Thanksgiving week of 1997 I was a couple weeks short of thirty-three, technically unemployed, eleven months sober and had been recently served with divorce papers.
I had finally made it out of my week-to-week furnished studio hovel and into a two-bedroom apartment. Each morning I sat in my bay window with a view of the State House in the distance, watching the sunrise over Boston. On Friday nights, my three-year-old daughter, Grace, and one-year-old son, James, came over. James always ended up in bed with me, his head nuzzled into my neck, while his sister slept in the bunk beds across the hall.
While still in my twenties, I had tasted the fast lane. I managed to sneak my way into a senior job at a major media company by wearing impeccable blue suits, white shirts and black polished shoes, by speaking only when spoken to, and by keeping cool under the pressure of large and vexing financial transactions. I took the company public after decades of near-obsessive privacy, only to play a pivotal role in selling it for billions of dollars ninety days later. I went ahead despite the cries of outrage by the community, who saw the initial public offering (IPO) and quick sale as the abandonment of a public trust. My crowning achievement, being quoted on the front page of The Wall Street Journal, was crushed a few days later.
It was a Saturday, and I was hungover from our closing dinner—barely able to open my eyes as I tried in vain to watch the kids. I fell back asleep on the couch in our family room. My wife Erin was tired of my s**t. The sale of my company had finally been announced; I may have been king of the financial world, but to her it was time for me to start acting like a father. She flew upstairs and rifled through my bag from my overnight stay after the dinner. Finding a package of contraceptives inside, she came downstairs to confront me.
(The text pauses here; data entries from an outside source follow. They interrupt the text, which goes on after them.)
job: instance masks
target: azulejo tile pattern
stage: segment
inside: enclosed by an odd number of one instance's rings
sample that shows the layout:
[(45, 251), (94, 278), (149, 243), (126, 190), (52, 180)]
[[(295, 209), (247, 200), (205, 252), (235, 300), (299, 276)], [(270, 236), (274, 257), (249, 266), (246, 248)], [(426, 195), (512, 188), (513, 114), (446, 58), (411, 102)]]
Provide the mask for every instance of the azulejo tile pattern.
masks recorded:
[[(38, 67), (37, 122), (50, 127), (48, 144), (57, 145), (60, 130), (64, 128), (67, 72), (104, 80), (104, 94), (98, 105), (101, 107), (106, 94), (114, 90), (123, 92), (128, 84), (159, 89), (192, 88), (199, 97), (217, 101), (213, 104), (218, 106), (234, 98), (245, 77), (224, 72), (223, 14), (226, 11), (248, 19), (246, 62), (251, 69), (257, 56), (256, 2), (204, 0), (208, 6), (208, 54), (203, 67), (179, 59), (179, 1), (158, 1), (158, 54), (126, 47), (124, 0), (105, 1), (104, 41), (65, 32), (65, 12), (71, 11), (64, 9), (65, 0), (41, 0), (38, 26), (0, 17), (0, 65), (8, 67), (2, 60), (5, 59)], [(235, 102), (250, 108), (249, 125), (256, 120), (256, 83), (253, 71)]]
"I know you're having an affair. Why don't you just admit it?"
I tried to deny it, as I had any number of times before, but this time she would not relent. The barrel of the revolver poked the roof of my mouth. I wrapped my forefinger around the cold metal of the trigger. She continued to press harder and harder for an answer. I squeezed off one clean shot: I told her the truth. There was terror in her eyes. She took a moment to collect herself—looking down—the tsunami brewing. Then she exploded, "Get out of this house, now!"
As she screamed, trembling with anger, I couldn't even hear the words she was saying. The courage I'd had while taking my company public flew out of me. My feelings for my young girlfriend drained from my body as the barrage continued. My head hung in the shame that Erin's words exposed in a final dagger to the heart:
"You're not the big shot deal maker you think you are. You're a cheat and a drunk! Leave and don't come back. Don't even think about seeing your kids again. You have given up that right!"
Ten minutes later my green Saab 9-3 sat in an empty church parking lot just outside town. The sun was out, but I was cold. Like a person approaching death, I saw my body from the outside, watching quivering hands, rapid breath, and wet cheeks. I couldn't get my perspective back inside my body.